When: Oct 29 2020 @ 12:00 PM
Categories:

Geometric Learning for Computational Plasticity
Steve WaiChing Sun
Associate Professor, Department of Civil Engineering and Engineering Mechanics
Columbia University
https://wse.zoom.us/j/91421546814?pwd=bGl3MU9MNjNEUytHNS9WUEJJZ3V5QT09
Geometric learning is a new field of machine learning that involves data of non-Euclidean space, such as on graphs and manifold. This presentation focuses on a newly derived framework that employs geometric learning to build interpretable macroscopic surrogate elasto-plasticity models inferred from sub-scale direction numerical simulations on granular assembles and polycrystalline materials. A graph convolutional neural network is used to deduce low-dimensional descriptors that encodes the evolutional of particle topology under path-dependent deformation and are used to replace internal variables. To circumvent the lack of interpretability of the classical black-box neural network, we introduce a higher-order supervised machine learning technique that generates multiple components of elasto-plastic models such as elasticity functional, yield function, hardening mechanisms, and plastic flow with controls on convexity and smoothness. Then, we recast the plasticity model as a Hamilton-Jacobi problem where yield function is not governed by a pre-defined hardening mechanism but may evolve in any arbitrary rules governed by the relationship between the low-dimensional descriptor interred from geometric learning and the homogenized constitutive responses. Numerical experiments reveal that the new geometric learning paradigm is capable of replicating complex elastoplastic behaviors in forward predictions.

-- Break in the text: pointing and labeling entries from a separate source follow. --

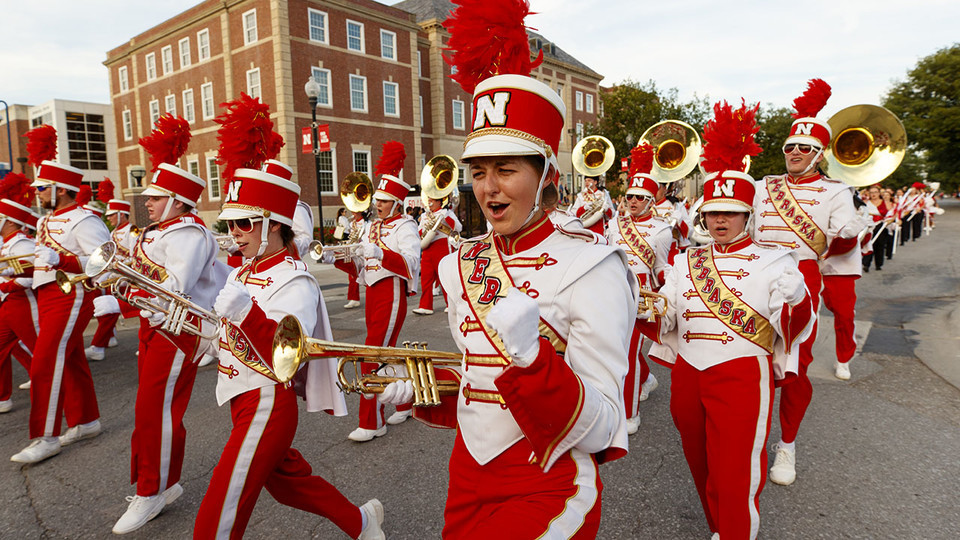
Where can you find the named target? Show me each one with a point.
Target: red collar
(525, 238)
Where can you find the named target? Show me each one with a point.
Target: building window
(206, 101)
(458, 114)
(188, 114)
(166, 54)
(213, 179)
(388, 45)
(253, 83)
(127, 125)
(203, 45)
(124, 80)
(184, 52)
(250, 27)
(318, 25)
(154, 111)
(390, 92)
(151, 60)
(87, 141)
(358, 93)
(355, 36)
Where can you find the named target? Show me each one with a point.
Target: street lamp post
(312, 88)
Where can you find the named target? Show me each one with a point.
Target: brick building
(379, 66)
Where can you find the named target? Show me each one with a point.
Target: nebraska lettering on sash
(725, 305)
(794, 216)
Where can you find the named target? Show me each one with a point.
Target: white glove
(790, 285)
(397, 393)
(105, 305)
(516, 317)
(46, 257)
(233, 302)
(372, 251)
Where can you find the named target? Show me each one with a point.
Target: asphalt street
(878, 456)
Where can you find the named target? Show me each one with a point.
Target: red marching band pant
(258, 455)
(61, 381)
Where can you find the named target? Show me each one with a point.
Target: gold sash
(484, 278)
(794, 216)
(724, 304)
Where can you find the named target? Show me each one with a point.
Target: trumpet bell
(870, 143)
(677, 149)
(593, 155)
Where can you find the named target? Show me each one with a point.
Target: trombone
(291, 347)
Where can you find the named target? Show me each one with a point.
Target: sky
(760, 50)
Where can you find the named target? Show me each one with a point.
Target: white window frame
(393, 46)
(250, 34)
(211, 111)
(363, 47)
(457, 108)
(185, 59)
(325, 29)
(166, 58)
(251, 85)
(127, 125)
(189, 113)
(151, 66)
(203, 35)
(396, 99)
(362, 79)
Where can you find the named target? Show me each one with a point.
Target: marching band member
(735, 313)
(273, 282)
(60, 377)
(542, 316)
(813, 214)
(391, 250)
(649, 246)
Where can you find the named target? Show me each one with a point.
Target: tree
(928, 104)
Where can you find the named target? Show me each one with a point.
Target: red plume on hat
(391, 160)
(813, 100)
(105, 190)
(168, 141)
(729, 137)
(488, 38)
(16, 187)
(246, 135)
(41, 144)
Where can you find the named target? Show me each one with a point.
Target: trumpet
(176, 308)
(291, 347)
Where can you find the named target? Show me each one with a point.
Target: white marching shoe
(40, 449)
(648, 386)
(364, 435)
(842, 371)
(374, 530)
(784, 470)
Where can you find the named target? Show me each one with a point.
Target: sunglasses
(802, 148)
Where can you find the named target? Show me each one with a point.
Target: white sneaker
(140, 511)
(784, 470)
(842, 371)
(374, 511)
(364, 435)
(40, 449)
(399, 417)
(80, 432)
(648, 386)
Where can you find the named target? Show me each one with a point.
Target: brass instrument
(291, 347)
(868, 145)
(175, 307)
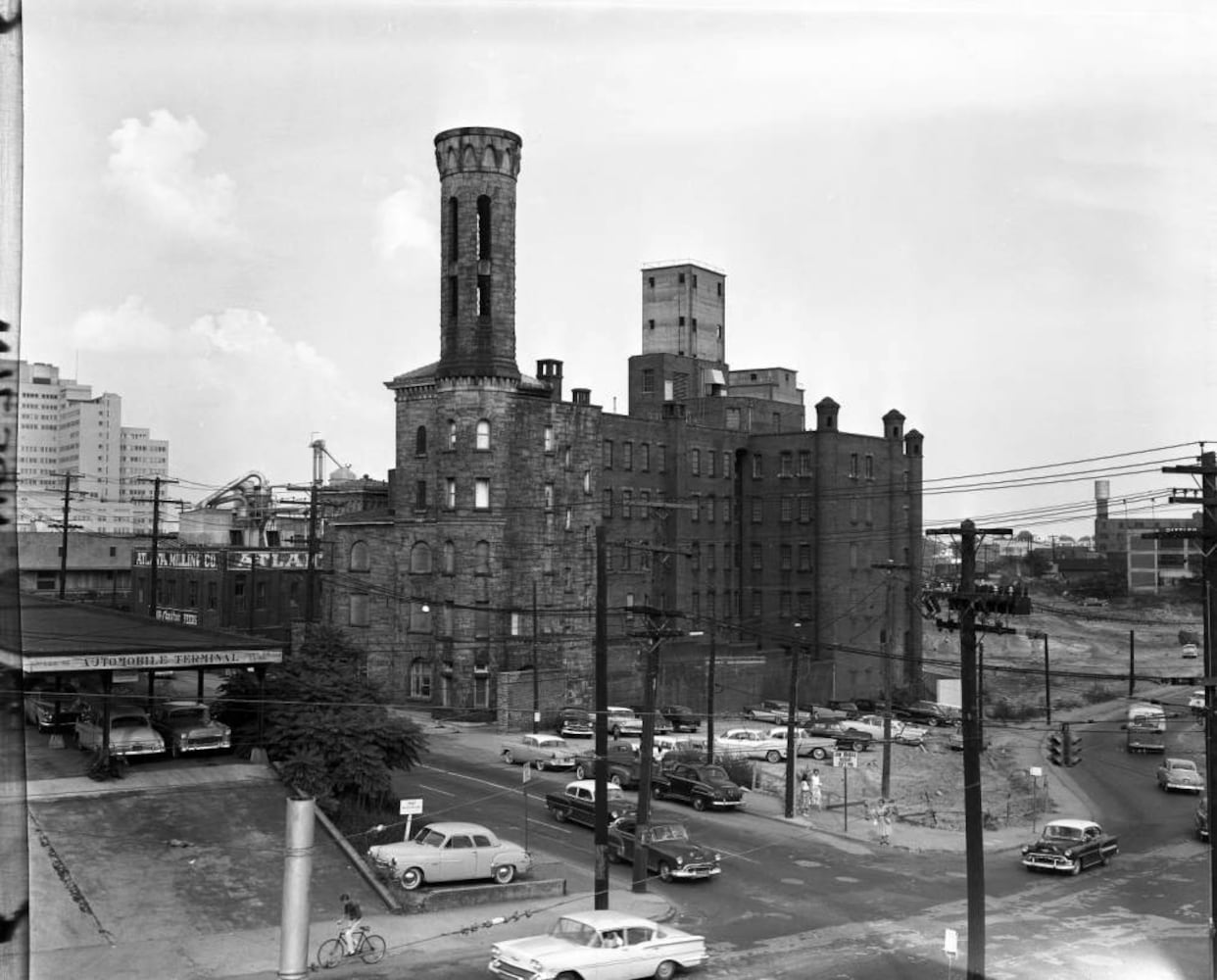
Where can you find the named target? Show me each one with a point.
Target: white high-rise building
(65, 428)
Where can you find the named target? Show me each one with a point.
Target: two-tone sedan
(451, 851)
(599, 944)
(541, 752)
(669, 854)
(1180, 774)
(1070, 845)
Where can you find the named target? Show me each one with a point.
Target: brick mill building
(717, 503)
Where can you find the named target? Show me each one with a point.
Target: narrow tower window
(483, 226)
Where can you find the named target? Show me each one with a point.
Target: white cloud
(129, 326)
(154, 167)
(401, 221)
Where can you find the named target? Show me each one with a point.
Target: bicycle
(368, 948)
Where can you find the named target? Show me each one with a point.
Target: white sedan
(750, 743)
(901, 732)
(539, 752)
(602, 944)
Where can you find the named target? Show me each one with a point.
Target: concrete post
(297, 875)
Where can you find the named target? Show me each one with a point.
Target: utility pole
(156, 534)
(536, 668)
(889, 649)
(657, 631)
(64, 544)
(974, 829)
(600, 697)
(1207, 498)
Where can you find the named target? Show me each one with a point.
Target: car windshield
(574, 931)
(430, 838)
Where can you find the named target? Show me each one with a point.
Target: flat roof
(61, 637)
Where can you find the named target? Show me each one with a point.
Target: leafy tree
(323, 724)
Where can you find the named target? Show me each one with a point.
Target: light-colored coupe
(451, 851)
(602, 944)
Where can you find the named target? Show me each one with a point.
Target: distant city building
(715, 503)
(1147, 564)
(65, 428)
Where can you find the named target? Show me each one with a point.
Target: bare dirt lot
(1090, 652)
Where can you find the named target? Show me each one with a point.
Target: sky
(995, 217)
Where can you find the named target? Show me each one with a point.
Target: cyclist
(352, 915)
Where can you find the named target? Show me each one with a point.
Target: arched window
(420, 678)
(420, 558)
(483, 226)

Dr. Steve WaiChing Sun is an associate professor in the Department of Civil Engineering and Engineering Mechanics department at Columbia University. He obtained his Ph.D. in theoretical and applied mechanics from Northwestern (2011). From 2011 to 2013, He worked at the Mechanics of Materials department at Sandia (Livermore) as a postdoc and was later promoted as the senior member of technical staff before moving to Columbia in 2014. Sun’s research focuses on theoretical, computational, and data-driven mechanics for porous media and geological materials. He is the recipient of the IACM John Argyris Award, the EMI Leonardo da Vinci Award, the ICE Zienkiewicz medal, NSF CAREER Award, and two Young Investigator Program Awards from the Army and Air Force.